3. The Place of Econometrics in Economics
During the early years of The Econometric Society, ‘econometrics’ had been defined as the union of economics, mathematics and statistics. And, in developing model intermediaries based on mathematical economic theory in that period, econometricians had developed a distinctive path compared to those found in psychometrics and sociometrics in the same period. After 1950, as economic theorizing became generally expressed in mathematical terms, the term econometrics stabilized on its current meaning: the use of statistical reasoning and methods as means to establish data-based descriptions of economic phenomena and empirically based counterparts for, and tests of, economic theories.

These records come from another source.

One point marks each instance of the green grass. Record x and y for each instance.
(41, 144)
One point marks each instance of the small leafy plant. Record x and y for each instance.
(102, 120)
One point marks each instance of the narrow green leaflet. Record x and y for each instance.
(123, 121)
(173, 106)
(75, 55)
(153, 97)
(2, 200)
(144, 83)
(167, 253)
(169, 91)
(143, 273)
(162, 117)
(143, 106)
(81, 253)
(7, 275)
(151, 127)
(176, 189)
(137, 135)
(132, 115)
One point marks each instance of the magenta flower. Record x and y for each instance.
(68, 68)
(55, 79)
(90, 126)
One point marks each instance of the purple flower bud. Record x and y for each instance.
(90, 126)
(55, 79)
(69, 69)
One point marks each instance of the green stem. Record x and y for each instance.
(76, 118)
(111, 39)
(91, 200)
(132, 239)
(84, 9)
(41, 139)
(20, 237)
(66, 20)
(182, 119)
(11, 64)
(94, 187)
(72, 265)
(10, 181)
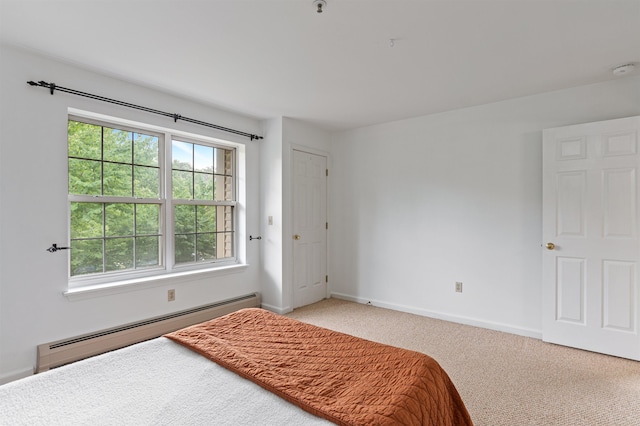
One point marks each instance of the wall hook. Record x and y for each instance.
(54, 248)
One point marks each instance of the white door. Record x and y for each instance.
(309, 228)
(590, 231)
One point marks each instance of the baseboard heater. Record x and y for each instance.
(61, 352)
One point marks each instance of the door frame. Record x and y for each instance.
(287, 229)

The spread of econometrics as an established part of economics in the post 1950s period may be understood as due not only to the strengthening of its foundations in statistical theory but also to the continuing expansion of data (’official’ statistics), its establishment in the core undergraduate teaching program, and the development of cheap desk-top computing. Together these meant that econometric work became a standard tool of policy work in governments and international agencies as well as becoming endemic, in various different forms, in the sub-fields of scientific economic research. Econometric theory has developed into a formidable body of specialist statistical theory and the increasing gap between the difficult technical and theoretical questions and the apparent ease of applications might indicate a field where applications came loose from theoretical work. This has been militated by another tool, the development of specific software packages for econometrics, in which theoretical and technical developments can be quickly translated into modeling, measurement, and testing regimes at the level of applications.

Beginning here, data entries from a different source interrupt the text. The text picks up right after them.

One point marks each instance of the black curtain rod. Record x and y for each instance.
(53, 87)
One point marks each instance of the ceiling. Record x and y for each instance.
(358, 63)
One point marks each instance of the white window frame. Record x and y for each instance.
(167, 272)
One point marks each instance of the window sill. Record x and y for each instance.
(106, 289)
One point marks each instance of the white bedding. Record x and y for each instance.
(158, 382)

This widening use of econometrics did not denote a settled field. The community in the latter part of the twentieth century found itself immersed in a number of vibrant and important arguments about how to do econometrics, based upon applied econometric experience as much as on considerations of statistical theory and philosophy of science. Should models be theoretically based or descriptively accurate? What are the relevant criteria, economic and statistical, which can be used to test the adequacy of these different models? Should the modeling process start with simple models that grow more complex, or start general and aim to become simple? Should the probability framework be classical or Bayesian? What implications does this difference have for the types of measurements made and the possibilities of inference? How far can applied econometrics be formalized and codified apart from tacit knowledge? The terms of the continued debates around such themes point to a mature field, one intimately connected to both statistical and economic theory, but in which the foundational arguments raised in early work continue to reverberate to the most recent time.